As for what it was that made the Times so very cross about my sentence, nothing could be clearer than that it was not concern about Judge Sirica’s reputation. The most distinguished First Amendment lawyer I know said that the Times did more damage to Sirica’s reputation in three days than I could ever do. The reputation they were concerned with was, oddly, mine. Virtually every sentence in Ms. Barringer’s piece gave that much away: “You could say this is a churlish, lowdown thing Renata Adler has done,” for example, and “You could take the position that it says more about the writer than about what she’s writing.” There it is. These, and other examples of prose in this series of pieces—“smear,” “cheaply smearing,” “off-handed evisceration of various literati” (imagine, if you will, an off-handed evisceration), “veering from her literary prey,” “cavalier,” “even more irresponsible,” elsewhere “despicable,” “Iago,” “lacking a conscience and a soul”—were not, whatever else they may have been, the prose of journalism.

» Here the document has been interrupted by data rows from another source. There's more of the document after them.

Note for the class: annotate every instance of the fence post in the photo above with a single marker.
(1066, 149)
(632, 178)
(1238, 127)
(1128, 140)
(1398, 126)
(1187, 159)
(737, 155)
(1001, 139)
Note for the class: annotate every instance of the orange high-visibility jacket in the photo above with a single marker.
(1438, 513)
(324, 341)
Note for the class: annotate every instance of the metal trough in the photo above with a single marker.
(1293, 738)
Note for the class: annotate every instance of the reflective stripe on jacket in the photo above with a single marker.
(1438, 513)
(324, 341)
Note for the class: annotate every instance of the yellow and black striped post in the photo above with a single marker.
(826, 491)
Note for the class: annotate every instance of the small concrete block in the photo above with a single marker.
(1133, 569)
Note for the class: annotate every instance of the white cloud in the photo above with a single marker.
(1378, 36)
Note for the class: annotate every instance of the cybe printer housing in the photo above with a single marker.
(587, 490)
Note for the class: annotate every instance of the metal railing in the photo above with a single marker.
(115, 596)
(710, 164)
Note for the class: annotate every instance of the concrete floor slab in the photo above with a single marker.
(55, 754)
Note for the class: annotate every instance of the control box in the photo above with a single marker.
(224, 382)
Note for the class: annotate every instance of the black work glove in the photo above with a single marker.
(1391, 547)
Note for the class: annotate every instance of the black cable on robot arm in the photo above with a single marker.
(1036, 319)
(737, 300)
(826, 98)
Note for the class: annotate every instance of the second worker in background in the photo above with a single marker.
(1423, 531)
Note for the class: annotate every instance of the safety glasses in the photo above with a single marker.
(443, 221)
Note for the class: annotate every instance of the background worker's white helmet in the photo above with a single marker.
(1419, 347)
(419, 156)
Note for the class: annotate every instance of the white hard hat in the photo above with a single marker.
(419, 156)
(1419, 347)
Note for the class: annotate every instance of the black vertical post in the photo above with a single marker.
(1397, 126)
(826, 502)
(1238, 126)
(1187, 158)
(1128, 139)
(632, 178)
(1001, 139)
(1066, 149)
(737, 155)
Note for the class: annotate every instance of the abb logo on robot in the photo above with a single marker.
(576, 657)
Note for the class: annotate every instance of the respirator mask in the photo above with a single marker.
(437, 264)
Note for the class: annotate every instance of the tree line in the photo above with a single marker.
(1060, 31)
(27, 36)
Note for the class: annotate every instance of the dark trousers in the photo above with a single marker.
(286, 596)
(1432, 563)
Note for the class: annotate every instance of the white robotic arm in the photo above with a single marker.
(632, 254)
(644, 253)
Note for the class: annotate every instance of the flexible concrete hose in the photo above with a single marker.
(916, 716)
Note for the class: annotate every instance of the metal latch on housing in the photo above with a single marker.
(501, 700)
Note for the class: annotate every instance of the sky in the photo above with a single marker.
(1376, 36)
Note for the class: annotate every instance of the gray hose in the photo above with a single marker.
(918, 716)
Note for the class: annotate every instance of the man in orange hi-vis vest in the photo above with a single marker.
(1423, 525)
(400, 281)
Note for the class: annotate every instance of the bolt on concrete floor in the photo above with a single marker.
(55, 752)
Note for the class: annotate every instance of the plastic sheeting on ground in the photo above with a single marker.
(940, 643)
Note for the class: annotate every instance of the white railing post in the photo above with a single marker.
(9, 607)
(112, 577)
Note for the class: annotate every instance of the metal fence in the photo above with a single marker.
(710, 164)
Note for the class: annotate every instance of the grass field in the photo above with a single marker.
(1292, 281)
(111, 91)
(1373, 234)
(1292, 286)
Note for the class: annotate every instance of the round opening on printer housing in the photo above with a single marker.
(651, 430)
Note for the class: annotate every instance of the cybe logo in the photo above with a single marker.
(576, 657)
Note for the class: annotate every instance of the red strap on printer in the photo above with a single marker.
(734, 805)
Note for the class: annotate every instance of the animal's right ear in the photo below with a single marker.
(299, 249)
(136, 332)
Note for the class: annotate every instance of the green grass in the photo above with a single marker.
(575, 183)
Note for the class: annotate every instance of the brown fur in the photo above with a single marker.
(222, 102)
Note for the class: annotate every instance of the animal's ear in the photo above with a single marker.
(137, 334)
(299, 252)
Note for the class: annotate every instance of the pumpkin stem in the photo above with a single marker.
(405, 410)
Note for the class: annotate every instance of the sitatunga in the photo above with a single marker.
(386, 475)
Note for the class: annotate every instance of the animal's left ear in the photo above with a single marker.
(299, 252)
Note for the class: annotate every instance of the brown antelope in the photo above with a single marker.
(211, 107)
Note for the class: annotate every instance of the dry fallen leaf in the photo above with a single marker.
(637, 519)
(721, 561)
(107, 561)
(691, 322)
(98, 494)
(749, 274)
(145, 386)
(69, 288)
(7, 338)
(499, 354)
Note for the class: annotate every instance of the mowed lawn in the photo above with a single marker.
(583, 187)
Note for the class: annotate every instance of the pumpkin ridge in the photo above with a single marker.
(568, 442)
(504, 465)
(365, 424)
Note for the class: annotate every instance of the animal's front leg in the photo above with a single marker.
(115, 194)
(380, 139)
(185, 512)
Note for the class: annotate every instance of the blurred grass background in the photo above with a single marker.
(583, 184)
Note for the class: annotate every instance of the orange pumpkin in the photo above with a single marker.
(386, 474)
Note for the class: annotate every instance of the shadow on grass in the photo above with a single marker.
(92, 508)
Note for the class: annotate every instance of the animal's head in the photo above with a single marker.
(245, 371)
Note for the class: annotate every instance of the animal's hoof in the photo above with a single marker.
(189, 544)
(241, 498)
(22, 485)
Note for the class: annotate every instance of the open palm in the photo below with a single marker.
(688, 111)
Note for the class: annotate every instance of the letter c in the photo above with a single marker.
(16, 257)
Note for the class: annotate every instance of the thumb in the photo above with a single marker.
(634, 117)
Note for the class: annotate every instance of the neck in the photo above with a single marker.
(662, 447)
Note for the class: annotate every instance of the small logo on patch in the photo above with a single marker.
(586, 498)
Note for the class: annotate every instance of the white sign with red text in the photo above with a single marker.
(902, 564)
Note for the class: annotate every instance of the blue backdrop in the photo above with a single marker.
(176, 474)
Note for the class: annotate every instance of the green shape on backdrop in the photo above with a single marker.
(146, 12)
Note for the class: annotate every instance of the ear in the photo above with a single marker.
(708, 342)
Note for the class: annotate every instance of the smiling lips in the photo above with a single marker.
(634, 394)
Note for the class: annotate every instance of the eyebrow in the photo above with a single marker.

I have friends who have said jokingly, and some not so jokingly, that they fear retaliation from the Times . As well they might. I am not entirely lacking in experience in the writing of polemical pieces. I have always found that it is not that easy. It requires some thought, and some familiarity with the material under review. On the other hand, honorable polemic, I would have thought, does not call in reinforcements, attacks rather than joins mob journalists. Here we find almost a parody — journalists not addressing underlying fact but interviewing one another about what they “heard” or “smelled.” The Times editorial said that my “charges” had “startled some of the nation’s best investigative journalists who had covered Watergate and found Judge Sirica to be a principled jurist.” “Startled” them! The herd, advancing bravely not as single spies but in battalions, thinks the real world consists of received ideas they share with colleagues.
It is true I had criticized, sometimes directly, sometimes by implication, not just Mr. McGrath and the Book Review but the Times . I had written a book, Reckless Disregard , that was largely a criticism of the press. There may even have been implicit criticism, in pieces I wrote over the years. In recent articles, for example, in Vanity Fair and the Los Angeles Times , I had found, in writing about the Starr Report and its accompanying volumes, proof that Linda Tripp had not required, as the Times kept reporting, a set of “elves,” under the direction of the literary agent Lucianne Goldberg, to make her way, surreptitiously and at the last minute, to the Special Prosecutor’s office. She had, in fact, been working for that office for almost four years.